Nigeria’s House of Representatives Ad-Hoc Committee on cryptocurrency and POS operations has raised alarm over the Securities and Exchange Commission’s (SEC) proposal to hike the capital base requirement for Virtual Asset Service Providers (VASPs) from ₦500 million to ₦1 billion.
During a technical session with regulators and security agencies, the Committee, led by Olufemi Bamisile, labeled the proposed jump as high and prohibitive, warning it could stifle innovation, shut out local startups, and push operators underground.
Details of the Proposed Policy
- The SEC’s original benchmark was ₦500 million, which is currently in force while consultations continue.
- The proposed increase to ₦1 billion is intended to ensure only credible, financially stable operators enter the space, along with a requirement for fidelity bonds (insurance against internal fraud or losses).
- The Committee recommended SEC revisit and moderate the threshold to avoid excluding genuine, growth-stage innovators in Nigeria’s digital finance ecosystem.
See more related: Nigeria Intensifies Crackdown on Crypto Investment Scams
Role of EFCC & Confiscated Digital Assets
During the session, the Committee requested the EFCC (Economic and Financial Crimes Commission) to submit full records of all crypto assets confiscated in criminal investigations, as the SEC’s regulatory framework is refined.
The EFCC confirmed they maintain designated digital wallets across regional offices to securely custody seized crypto holdings.

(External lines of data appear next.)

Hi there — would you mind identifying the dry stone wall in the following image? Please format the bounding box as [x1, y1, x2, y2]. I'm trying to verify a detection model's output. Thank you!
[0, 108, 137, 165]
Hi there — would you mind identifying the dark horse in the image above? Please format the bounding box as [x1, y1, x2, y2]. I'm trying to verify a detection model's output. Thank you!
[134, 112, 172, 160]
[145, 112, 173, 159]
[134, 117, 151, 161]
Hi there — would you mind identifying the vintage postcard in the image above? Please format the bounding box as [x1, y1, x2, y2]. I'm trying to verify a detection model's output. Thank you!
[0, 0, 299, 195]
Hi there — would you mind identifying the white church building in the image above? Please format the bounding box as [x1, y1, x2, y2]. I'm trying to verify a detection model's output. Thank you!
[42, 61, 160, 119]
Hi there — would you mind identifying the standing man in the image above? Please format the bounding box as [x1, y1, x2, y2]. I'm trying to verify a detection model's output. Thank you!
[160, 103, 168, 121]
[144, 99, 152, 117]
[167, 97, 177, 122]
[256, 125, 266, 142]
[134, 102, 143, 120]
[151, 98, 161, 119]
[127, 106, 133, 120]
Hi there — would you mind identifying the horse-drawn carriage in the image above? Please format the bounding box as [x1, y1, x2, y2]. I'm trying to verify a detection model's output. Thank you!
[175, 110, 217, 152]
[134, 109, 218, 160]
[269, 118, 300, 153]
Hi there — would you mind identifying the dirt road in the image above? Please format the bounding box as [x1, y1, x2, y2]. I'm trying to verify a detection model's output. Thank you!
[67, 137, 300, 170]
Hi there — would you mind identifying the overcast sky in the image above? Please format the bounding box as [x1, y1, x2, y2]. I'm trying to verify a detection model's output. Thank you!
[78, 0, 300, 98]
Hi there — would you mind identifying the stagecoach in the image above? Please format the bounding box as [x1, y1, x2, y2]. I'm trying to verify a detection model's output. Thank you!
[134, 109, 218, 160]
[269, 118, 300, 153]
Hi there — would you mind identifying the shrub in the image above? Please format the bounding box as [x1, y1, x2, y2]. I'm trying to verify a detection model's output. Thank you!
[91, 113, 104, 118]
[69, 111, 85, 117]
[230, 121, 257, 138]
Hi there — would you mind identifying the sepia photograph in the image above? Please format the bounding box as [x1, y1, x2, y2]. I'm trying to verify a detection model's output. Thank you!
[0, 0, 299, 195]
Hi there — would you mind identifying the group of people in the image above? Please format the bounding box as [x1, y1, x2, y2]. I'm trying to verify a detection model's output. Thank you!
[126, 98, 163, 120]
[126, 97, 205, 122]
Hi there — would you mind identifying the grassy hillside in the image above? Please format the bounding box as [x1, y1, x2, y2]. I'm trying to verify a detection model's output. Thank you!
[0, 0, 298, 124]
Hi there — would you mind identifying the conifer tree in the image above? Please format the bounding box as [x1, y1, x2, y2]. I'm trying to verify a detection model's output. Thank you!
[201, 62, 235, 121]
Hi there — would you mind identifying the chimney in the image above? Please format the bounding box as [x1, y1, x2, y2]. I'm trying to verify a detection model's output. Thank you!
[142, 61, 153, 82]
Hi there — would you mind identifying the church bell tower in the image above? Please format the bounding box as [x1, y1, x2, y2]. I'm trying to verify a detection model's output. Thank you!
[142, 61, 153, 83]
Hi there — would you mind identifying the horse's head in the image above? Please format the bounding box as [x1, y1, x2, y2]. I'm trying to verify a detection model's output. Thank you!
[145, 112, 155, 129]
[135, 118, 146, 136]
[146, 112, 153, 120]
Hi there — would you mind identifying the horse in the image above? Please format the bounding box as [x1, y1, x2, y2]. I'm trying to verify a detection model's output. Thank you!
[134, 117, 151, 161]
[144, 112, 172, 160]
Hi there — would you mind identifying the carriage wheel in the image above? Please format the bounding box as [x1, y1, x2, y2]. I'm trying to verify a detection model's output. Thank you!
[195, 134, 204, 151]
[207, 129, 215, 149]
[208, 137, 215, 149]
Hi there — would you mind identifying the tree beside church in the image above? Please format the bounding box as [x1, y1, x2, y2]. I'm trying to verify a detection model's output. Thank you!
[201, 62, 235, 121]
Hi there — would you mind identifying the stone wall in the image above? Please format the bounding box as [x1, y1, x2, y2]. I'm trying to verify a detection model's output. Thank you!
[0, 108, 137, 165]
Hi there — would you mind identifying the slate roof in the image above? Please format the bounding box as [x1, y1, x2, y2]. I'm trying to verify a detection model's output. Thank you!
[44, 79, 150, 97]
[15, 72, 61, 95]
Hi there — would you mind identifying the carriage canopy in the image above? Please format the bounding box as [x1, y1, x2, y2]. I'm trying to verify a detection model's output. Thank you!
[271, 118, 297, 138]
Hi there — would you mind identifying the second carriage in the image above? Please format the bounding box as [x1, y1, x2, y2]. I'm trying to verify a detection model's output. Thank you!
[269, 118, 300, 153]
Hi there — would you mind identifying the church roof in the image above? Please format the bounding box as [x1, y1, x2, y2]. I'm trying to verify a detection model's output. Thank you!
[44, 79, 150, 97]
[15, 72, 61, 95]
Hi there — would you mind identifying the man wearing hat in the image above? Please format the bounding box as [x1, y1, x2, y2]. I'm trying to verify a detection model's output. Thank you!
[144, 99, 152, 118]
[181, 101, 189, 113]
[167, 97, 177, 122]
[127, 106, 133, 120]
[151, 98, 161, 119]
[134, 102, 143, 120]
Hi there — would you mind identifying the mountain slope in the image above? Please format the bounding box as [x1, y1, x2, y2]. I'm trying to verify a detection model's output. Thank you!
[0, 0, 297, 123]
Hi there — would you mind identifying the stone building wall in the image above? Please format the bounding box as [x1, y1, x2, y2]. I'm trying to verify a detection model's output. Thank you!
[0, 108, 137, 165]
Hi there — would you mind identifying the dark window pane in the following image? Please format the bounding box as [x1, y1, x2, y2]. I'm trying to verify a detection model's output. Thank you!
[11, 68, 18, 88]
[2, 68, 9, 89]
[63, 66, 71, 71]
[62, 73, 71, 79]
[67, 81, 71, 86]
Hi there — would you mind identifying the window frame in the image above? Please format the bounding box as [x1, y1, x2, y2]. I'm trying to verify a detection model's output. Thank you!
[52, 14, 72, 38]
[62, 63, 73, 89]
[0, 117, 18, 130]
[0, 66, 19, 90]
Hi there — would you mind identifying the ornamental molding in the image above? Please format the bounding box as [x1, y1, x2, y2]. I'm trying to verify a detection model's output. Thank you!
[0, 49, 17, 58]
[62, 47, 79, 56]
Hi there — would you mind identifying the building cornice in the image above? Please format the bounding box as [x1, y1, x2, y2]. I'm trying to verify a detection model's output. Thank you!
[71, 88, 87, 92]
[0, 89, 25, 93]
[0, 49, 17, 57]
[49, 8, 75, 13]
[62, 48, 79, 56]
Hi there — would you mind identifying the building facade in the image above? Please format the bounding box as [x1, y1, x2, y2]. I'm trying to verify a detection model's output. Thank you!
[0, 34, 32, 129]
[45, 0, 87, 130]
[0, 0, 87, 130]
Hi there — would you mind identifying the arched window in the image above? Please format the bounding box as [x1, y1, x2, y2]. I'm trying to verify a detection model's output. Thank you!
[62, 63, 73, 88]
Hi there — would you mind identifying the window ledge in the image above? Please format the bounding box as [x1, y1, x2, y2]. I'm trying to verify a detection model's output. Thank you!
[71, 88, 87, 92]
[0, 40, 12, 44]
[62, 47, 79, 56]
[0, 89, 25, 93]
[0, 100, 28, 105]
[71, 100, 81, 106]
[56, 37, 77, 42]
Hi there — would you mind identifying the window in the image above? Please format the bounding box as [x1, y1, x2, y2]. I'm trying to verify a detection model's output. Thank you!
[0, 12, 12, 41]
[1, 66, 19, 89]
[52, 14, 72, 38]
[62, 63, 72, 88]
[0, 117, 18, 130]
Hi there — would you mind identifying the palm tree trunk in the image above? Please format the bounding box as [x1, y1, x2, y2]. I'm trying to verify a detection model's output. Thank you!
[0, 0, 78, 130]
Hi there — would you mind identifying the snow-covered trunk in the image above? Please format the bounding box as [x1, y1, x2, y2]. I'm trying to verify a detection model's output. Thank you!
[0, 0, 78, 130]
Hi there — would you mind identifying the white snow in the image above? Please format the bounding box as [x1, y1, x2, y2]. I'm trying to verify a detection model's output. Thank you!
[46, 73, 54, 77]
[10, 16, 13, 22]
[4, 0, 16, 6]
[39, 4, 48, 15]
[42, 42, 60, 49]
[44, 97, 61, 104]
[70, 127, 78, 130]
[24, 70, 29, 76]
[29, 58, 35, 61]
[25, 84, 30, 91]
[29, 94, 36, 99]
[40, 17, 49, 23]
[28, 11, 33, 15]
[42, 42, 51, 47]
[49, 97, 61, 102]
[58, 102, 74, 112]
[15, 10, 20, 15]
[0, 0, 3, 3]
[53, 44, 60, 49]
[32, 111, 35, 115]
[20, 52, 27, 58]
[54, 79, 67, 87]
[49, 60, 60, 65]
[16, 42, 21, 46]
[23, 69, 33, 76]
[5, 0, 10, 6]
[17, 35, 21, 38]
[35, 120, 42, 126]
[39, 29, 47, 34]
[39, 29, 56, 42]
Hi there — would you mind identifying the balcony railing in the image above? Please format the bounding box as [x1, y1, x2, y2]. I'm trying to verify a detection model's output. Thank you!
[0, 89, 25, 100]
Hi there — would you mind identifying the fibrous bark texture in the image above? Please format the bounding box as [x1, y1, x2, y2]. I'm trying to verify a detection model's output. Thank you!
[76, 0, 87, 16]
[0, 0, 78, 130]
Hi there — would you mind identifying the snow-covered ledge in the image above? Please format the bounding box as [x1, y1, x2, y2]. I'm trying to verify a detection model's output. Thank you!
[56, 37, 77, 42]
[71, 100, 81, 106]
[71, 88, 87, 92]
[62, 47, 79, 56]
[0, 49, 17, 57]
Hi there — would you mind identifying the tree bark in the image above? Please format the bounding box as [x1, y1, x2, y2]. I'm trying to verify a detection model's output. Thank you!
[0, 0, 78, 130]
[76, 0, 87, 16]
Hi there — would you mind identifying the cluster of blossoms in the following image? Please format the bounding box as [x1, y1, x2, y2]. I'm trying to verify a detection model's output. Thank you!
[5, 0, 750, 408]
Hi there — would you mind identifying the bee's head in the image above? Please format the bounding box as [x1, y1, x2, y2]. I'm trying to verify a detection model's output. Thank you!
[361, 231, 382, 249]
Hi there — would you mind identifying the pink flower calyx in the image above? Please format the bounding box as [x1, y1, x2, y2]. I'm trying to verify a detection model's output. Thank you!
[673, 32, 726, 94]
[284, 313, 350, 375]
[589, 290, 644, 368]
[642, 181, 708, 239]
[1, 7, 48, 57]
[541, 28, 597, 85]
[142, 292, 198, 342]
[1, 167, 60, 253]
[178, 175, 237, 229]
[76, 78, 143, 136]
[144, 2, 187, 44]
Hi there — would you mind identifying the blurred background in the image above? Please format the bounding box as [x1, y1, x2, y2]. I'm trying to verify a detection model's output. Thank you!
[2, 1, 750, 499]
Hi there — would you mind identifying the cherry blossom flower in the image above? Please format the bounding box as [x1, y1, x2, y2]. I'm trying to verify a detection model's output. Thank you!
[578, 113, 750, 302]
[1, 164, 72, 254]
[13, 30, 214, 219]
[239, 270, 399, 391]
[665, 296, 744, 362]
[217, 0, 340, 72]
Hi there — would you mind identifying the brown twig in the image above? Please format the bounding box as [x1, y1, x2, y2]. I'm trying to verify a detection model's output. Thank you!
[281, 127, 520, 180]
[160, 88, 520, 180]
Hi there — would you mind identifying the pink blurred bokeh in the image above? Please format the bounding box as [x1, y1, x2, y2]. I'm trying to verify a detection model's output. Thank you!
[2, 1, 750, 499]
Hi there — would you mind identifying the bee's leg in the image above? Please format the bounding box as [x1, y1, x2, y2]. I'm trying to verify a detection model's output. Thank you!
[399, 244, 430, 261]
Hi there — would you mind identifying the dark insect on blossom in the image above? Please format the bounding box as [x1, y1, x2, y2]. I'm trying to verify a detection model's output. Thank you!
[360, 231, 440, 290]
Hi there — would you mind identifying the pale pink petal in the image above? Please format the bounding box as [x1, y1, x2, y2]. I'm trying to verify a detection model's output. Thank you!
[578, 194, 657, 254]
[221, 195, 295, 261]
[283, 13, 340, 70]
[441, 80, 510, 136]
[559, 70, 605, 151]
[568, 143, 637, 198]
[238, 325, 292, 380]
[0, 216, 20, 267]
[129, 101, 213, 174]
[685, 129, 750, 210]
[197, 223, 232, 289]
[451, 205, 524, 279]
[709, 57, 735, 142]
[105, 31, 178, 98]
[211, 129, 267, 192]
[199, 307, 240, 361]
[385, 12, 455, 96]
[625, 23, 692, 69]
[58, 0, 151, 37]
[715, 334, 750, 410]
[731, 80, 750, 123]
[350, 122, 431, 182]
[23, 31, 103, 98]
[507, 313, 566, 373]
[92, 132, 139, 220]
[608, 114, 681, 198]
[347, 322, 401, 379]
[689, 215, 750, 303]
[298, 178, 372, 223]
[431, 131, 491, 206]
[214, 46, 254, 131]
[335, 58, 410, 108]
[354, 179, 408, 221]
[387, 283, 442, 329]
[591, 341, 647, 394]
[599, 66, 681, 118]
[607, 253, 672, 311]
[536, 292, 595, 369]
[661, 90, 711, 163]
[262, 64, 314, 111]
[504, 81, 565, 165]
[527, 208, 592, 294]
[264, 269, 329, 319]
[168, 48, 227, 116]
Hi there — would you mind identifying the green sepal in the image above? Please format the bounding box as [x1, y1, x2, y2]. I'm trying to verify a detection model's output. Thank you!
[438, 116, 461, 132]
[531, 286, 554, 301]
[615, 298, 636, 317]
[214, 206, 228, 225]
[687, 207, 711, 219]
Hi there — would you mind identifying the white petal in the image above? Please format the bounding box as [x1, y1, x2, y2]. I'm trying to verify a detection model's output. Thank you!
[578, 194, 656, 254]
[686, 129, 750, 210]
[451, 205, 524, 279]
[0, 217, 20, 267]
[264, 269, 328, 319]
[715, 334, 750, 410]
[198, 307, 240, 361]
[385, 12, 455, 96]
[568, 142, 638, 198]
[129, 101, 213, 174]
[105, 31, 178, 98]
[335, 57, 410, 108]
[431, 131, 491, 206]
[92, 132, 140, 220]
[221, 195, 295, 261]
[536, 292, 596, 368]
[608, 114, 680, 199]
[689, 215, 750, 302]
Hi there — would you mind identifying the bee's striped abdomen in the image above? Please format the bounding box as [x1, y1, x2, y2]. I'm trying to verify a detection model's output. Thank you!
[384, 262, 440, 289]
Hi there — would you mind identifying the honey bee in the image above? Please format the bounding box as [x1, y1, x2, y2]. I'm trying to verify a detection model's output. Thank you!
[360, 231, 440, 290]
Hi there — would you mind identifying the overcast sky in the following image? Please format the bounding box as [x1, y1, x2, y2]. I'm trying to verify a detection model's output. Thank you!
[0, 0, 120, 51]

Implications for Nigeria’s Crypto Ecosystem
Risks of Overregulation:
A capital requirement as high as ₦1 billion may disproportionately favor large firms—especially foreign or well-funded exchanges—while sidelining smaller, homegrown innovators. This could limit competition and stifle entry in Nigeria’s vibrant crypto scene.
Innovation at Stake:
Nigeria is among Africa’s most active crypto markets. Preventing smaller startups from participating could slow local fintech development, reduce employment in Web3, and erode Nigeria’s position as a crypto leader.
Regulatory Signal:
The panel’s intervention suggests lawmakers are keen to balance consumer protection with innovation-friendly regulation. This could pressure SEC to adjust course before finalizing the rule.
Conclusion
The House Reps’ advisory to SEC is a reminder that regulation must be measured, equitable, and growth-oriented. Nigeria’s crypto future depends not only on oversight, but on frameworks that empower local operators to thrive—not force them out.